AWS Certified Machine Learning – Specialty — Question 351
A company needs to develop a model that uses a machine learning (ML) model for risk analysis. An ML engineer needs to evaluate the contribution each feature of a training dataset makes to the prediction of the target variable before the ML engineer selects features.
How should the ML engineer predict the contribution of each feature?
Answer options
- A. Use the Amazon SageMaker Data Wrangler multicollinearity measurement features and the principal component analysis (PCA) algorithm to calculate the variance of the dataset along multiple directions in the feature space.
- B. Use an Amazon SageMaker Data Wrangler quick model visualization to find feature importance scores that are between 0.5 and 1.
- C. Use the Amazon SageMaker Data Wrangler bias report to identify potential biases in the data related to feature engineering.
- D. Use an Amazon SageMaker Data Wrangler data flow to create and modify a data preparation pipeline.

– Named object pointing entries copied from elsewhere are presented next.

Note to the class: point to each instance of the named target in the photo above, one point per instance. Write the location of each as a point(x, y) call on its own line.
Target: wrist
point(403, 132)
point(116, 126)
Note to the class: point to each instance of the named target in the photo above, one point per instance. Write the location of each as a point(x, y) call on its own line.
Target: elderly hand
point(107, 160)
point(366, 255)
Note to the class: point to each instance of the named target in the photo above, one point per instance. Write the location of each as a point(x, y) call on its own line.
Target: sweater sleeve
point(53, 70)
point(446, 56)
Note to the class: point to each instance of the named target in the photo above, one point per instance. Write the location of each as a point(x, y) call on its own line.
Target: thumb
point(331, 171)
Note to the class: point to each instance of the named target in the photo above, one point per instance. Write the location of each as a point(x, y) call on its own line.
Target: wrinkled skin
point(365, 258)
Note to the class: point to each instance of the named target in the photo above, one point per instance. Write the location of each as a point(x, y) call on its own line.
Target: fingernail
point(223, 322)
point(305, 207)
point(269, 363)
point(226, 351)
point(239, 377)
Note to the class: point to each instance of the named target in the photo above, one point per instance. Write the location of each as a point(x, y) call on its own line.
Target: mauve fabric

Manually add the feature scores.
Correct answer: B
Explanation
Amazon SageMaker Data Wrangler's quick model visualization generates feature importance scores, where higher scores (typically between 0.5 and 1) indicate a significant contribution to predicting the target variable. PCA (Option A) and bias reports (Option C) do not directly measure individual feature importance for a target variable, while manually adding scores (Option D) is not a predictive method.